Posted by: staticvars | July 11, 2010 1:52 AM | Report abuse

Question two for huge deficit lovers- do you think increasing government borrowing increases or decreases systemic risk?

Posted by: staticvars | July 11, 2010 1:59 AM | Report abuse

William Kristol spearheads the case for invading Iraq, selects Sarah Palin for John McCain and the Republican party, and he's lionized by the right and more and more people listen to him and give him platforms on TV to continue to theorize.

Alan Greenspan champions Randian economic shell games that eventually crash and burn the economy worse than anything in decades, the second worst in our history perhaps, and he's given speaking slots at conferences where important people and columnists continue to listen to his words of wisdom.

We've got a serious problem in this country, and we don't even know what it is.

It's like a city has been destroyed by rampaging carloads of evil clowns, and while we run around trying to put out the fires and clear the rubble to rebuild, we're still asking the clowns for advice on how to do it. They honk their horns and gleefully tell us to just let them back at it, and everything will be alright.

We're seriously, seriously screwed.

Posted by: BillEPilgrim | July 11, 2010 3:39 AM | Report abuse

staticvars:It depends on what part of the economic cycle the deficits are created.

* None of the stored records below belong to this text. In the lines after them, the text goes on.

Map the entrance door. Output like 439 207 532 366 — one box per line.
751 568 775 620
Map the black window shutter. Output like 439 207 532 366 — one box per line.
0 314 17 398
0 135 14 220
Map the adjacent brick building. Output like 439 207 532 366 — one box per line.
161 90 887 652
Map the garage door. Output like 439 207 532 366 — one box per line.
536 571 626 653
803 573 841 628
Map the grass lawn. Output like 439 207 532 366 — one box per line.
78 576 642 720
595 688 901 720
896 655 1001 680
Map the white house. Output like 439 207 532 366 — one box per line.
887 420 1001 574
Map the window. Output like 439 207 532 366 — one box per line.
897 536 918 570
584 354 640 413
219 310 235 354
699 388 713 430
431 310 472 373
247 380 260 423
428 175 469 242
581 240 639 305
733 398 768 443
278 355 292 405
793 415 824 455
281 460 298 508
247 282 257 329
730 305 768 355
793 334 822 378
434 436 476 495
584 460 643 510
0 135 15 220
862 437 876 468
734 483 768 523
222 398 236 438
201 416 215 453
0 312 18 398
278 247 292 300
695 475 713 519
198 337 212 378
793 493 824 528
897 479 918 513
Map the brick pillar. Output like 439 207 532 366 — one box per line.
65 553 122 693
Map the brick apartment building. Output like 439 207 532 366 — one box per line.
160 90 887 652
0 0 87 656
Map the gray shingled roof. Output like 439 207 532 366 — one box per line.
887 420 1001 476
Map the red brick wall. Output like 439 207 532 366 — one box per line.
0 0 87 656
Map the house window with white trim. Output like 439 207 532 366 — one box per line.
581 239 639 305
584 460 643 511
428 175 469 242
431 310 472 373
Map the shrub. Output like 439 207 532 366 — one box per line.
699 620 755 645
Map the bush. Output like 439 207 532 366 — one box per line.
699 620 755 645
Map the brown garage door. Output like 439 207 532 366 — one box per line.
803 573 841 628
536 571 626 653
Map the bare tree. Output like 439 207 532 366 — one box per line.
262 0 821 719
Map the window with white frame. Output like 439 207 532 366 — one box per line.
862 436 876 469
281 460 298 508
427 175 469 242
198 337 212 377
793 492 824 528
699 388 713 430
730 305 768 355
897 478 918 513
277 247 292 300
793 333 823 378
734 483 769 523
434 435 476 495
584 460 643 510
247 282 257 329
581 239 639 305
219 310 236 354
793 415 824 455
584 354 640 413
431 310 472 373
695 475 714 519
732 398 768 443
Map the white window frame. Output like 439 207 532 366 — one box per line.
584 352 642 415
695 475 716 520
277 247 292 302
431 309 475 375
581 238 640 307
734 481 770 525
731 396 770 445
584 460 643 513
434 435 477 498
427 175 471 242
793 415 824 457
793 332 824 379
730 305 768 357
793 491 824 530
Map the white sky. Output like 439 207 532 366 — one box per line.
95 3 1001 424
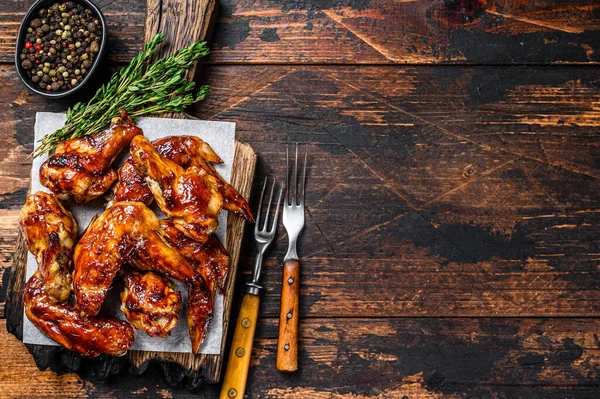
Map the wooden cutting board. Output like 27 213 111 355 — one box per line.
5 0 256 388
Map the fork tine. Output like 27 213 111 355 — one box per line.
285 144 290 205
300 143 308 204
269 187 283 234
292 143 298 205
260 179 277 232
254 178 269 233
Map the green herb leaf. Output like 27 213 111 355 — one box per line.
33 33 209 157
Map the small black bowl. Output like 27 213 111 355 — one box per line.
15 0 107 98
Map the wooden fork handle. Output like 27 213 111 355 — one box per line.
220 294 260 399
277 259 300 372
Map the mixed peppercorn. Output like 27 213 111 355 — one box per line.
19 1 103 91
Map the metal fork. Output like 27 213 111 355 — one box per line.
220 179 283 399
276 143 308 371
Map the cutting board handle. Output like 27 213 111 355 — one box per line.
144 0 218 81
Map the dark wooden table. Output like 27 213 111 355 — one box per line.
0 0 600 399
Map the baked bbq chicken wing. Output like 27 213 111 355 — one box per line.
114 136 254 222
23 271 134 358
19 191 77 301
73 202 204 316
40 111 142 203
121 270 181 337
131 136 223 242
160 220 229 353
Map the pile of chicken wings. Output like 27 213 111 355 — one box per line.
20 112 254 357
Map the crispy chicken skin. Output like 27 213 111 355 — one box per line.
23 270 134 358
73 202 204 316
114 136 254 222
19 191 77 301
112 157 154 205
121 270 181 337
160 220 229 353
131 136 223 242
40 111 142 203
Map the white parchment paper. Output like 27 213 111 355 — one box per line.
23 112 235 354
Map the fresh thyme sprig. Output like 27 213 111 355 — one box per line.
33 33 209 157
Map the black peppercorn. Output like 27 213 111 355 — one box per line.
18 1 103 91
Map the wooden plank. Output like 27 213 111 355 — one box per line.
0 66 600 317
203 0 600 64
0 0 600 65
0 318 600 399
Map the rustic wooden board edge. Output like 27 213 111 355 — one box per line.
5 140 257 387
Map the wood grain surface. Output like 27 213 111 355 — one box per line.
0 0 600 399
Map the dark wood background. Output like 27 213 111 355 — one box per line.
0 0 600 399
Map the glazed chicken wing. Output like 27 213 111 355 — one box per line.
73 202 204 316
40 111 142 202
160 220 229 353
121 270 181 337
131 136 223 242
23 271 134 358
19 191 77 301
114 136 254 222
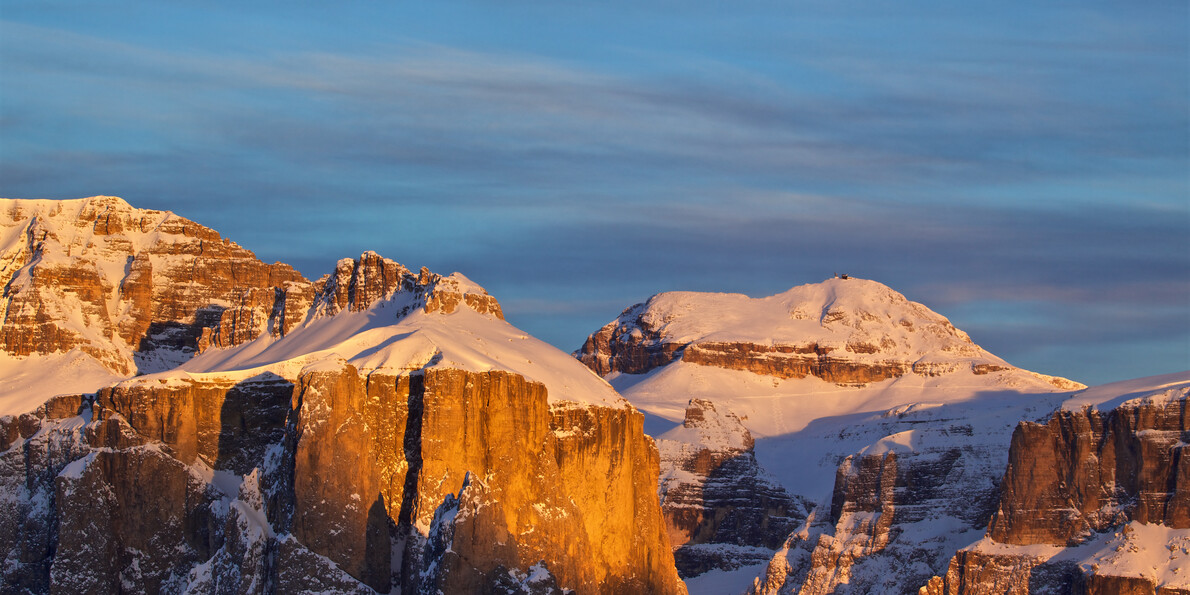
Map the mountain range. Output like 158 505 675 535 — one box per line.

Having deficit spending now will ultimately grow the economy by stimulating the demand side of the economy, which is very depressed right now. Stimulating it during boom times like Bush did with the no millionaire left behind tax cuts exploded the deficit when we should have been building up a surplus for this downturn, again engineered by the economic geniuses in the bush admin ( actually it has worked out well for the top 1%, which is the republican financial and political base. I remember Bush referring to a room of millionaires and saying just that...You are my base!

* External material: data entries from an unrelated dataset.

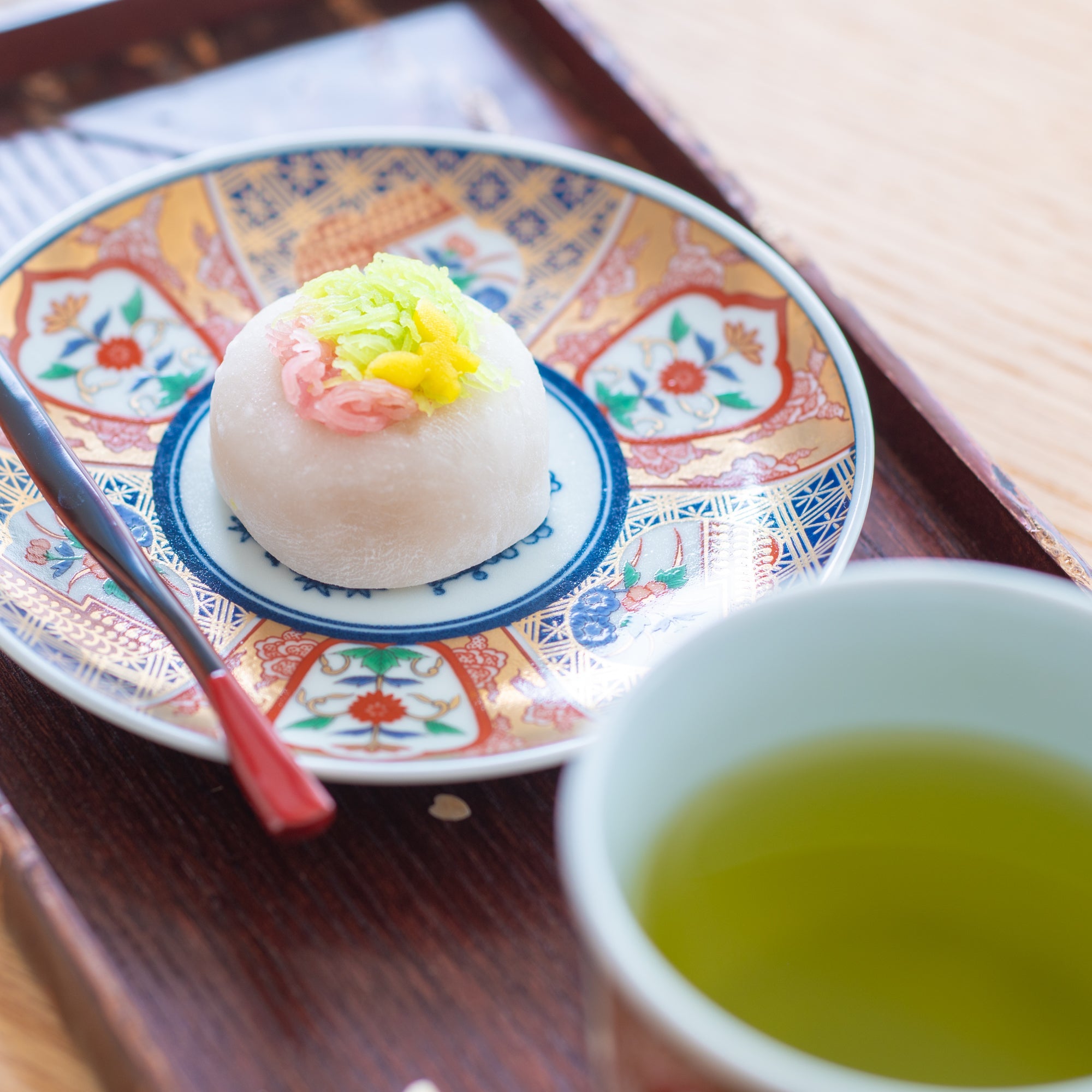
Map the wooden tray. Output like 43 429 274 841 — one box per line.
0 0 1092 1092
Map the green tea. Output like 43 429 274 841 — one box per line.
633 729 1092 1085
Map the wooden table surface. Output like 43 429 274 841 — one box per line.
0 0 1092 1092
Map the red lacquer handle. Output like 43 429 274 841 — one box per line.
204 670 335 840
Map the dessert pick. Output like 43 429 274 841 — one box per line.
0 353 335 840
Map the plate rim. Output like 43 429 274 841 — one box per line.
0 126 876 785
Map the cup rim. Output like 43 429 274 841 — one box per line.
557 559 1092 1092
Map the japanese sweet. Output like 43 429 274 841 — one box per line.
210 254 549 587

Posted by: srw3 | July 11, 2010 10:37 AM | Report abuse

@staticvars : to answer your question, a double dip recession/depression caused by lack of demand is far worse for our systemic economic stability than creating larger short term deficits to stimulate demand and rebuild infrastructure right now.

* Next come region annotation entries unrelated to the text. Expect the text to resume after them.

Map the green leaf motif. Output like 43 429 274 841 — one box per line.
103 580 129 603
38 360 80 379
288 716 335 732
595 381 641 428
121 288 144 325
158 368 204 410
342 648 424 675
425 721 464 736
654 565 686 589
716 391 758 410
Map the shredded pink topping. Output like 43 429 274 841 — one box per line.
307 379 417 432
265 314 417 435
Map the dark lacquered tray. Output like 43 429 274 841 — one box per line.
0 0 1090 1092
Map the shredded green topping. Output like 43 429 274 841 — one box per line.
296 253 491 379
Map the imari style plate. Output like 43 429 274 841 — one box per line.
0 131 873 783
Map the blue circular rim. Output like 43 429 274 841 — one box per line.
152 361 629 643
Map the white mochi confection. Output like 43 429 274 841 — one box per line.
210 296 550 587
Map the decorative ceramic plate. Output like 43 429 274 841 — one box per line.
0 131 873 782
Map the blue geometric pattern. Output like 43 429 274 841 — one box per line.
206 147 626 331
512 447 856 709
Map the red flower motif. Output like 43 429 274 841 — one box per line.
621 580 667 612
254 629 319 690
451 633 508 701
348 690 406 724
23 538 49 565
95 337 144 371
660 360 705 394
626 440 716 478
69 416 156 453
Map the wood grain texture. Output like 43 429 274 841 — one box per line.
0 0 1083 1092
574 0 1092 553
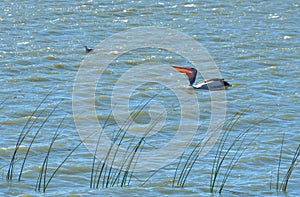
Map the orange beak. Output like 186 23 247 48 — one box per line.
172 66 193 75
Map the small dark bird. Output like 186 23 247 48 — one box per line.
84 46 94 53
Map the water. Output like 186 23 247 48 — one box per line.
0 0 300 196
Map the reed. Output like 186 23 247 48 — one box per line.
6 90 52 181
35 116 66 192
90 95 162 189
281 144 300 192
276 132 300 192
172 113 265 193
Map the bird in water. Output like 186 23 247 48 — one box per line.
172 66 231 90
84 46 94 53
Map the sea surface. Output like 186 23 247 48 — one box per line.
0 0 300 196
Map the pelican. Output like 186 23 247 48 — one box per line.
84 46 94 53
172 66 231 90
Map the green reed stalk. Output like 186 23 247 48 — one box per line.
43 127 96 192
35 116 66 192
90 111 112 188
276 132 285 191
281 144 300 192
18 99 63 181
6 89 53 181
210 113 241 192
94 95 156 188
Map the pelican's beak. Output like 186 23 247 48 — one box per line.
172 66 193 75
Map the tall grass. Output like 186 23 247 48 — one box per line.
276 132 300 192
90 95 166 189
172 113 264 193
6 91 58 181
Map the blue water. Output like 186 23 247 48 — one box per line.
0 0 300 196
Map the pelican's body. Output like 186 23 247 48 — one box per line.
172 66 231 90
84 46 94 53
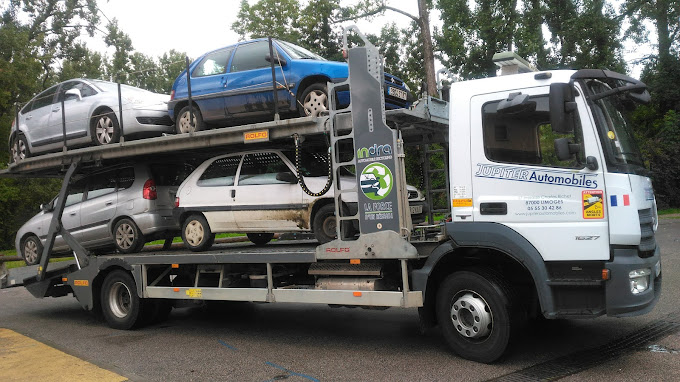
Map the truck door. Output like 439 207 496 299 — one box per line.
470 86 609 261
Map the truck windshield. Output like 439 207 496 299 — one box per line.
584 79 647 175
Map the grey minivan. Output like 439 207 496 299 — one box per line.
15 161 193 265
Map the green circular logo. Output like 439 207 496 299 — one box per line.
359 163 394 200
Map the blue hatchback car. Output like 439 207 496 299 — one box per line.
168 39 411 133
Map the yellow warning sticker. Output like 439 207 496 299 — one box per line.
581 190 604 219
452 199 472 207
243 130 269 143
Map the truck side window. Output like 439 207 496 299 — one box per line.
238 153 292 186
482 95 585 169
196 155 241 187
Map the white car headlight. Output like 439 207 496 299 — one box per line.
628 268 652 294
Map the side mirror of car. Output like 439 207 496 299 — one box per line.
264 55 288 66
276 172 297 184
64 89 83 101
549 83 576 134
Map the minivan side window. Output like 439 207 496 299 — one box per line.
191 48 234 77
87 172 116 200
230 41 271 72
31 86 57 110
238 152 291 186
196 155 241 187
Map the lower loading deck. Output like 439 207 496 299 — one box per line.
18 241 423 309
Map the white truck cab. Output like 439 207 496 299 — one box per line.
446 70 661 318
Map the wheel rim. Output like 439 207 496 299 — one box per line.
24 240 38 263
184 220 205 247
179 111 196 134
109 281 132 318
12 139 26 162
302 90 328 117
95 115 113 145
451 291 493 340
116 223 135 249
323 215 337 237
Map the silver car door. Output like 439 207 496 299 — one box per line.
50 81 99 141
24 86 57 152
233 151 309 232
80 170 118 245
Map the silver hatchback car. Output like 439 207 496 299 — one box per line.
15 161 193 265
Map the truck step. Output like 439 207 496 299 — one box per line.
308 263 382 276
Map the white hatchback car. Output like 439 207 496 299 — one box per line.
174 150 422 251
9 79 175 162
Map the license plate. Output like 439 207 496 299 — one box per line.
387 86 407 100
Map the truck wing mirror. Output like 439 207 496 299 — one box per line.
550 83 576 134
496 93 536 115
264 55 288 66
64 89 83 101
555 138 581 160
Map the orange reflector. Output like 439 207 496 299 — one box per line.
602 269 609 280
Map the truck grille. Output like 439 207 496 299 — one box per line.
638 208 656 258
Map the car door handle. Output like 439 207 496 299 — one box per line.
479 202 508 215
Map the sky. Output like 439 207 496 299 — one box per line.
82 0 652 77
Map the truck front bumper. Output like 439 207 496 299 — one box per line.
605 245 661 317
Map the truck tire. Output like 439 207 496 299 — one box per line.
21 235 43 265
113 219 145 253
182 214 215 252
298 83 329 117
101 270 144 330
436 270 519 363
91 109 120 146
175 105 204 134
246 233 274 245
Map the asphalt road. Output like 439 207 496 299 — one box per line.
0 218 680 381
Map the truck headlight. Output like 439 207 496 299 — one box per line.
628 268 652 294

Posted by: srw3 | July 11, 2010 10:42 AM | Report abuse

"Greenspan's clarification is bogus and you should say so explicitly. How is it possible for the market to make a "rational short-term bet" on a 10- or 30-year T-bill? You have to go back to 1958 to find 10-year rates as low as today's."

Treasuries are very liquid. If you expect a budget crisis 10 years from now, but low inflation / deflation next year, you buy the long duration bonds, take your capital gains and then redeploy in something you like better in advance of the expected crisis. Lots of people thought junk bond yields were ridiculously low in 2006 and 2007, but invested nonetheless, as the yield was better than alternatives and the thought was you could get out before the credit cycle turned.

There are various investment theses out there too. Some investors have Krugman's perspective, think there won't be enough stimulus and we'll fall into an inflationary double dip, which is good for long duration bonds, at least for awhile. Some investors have an Austrian perspective and think the deflation is inevitable. A sovereign investor like China might think that it will have sufficient political influence over the U.S. in that it can force austerity if needed. The Fed has bought treasuries as well, and it has other things in mind rather than return. Banks can fund at low levels and enjoy great capital treatment for treasuries, but short duration notes don't provide enough yield. Corporations have been increasing their cash balances, most likely via mutual funds which invest in treasury bills.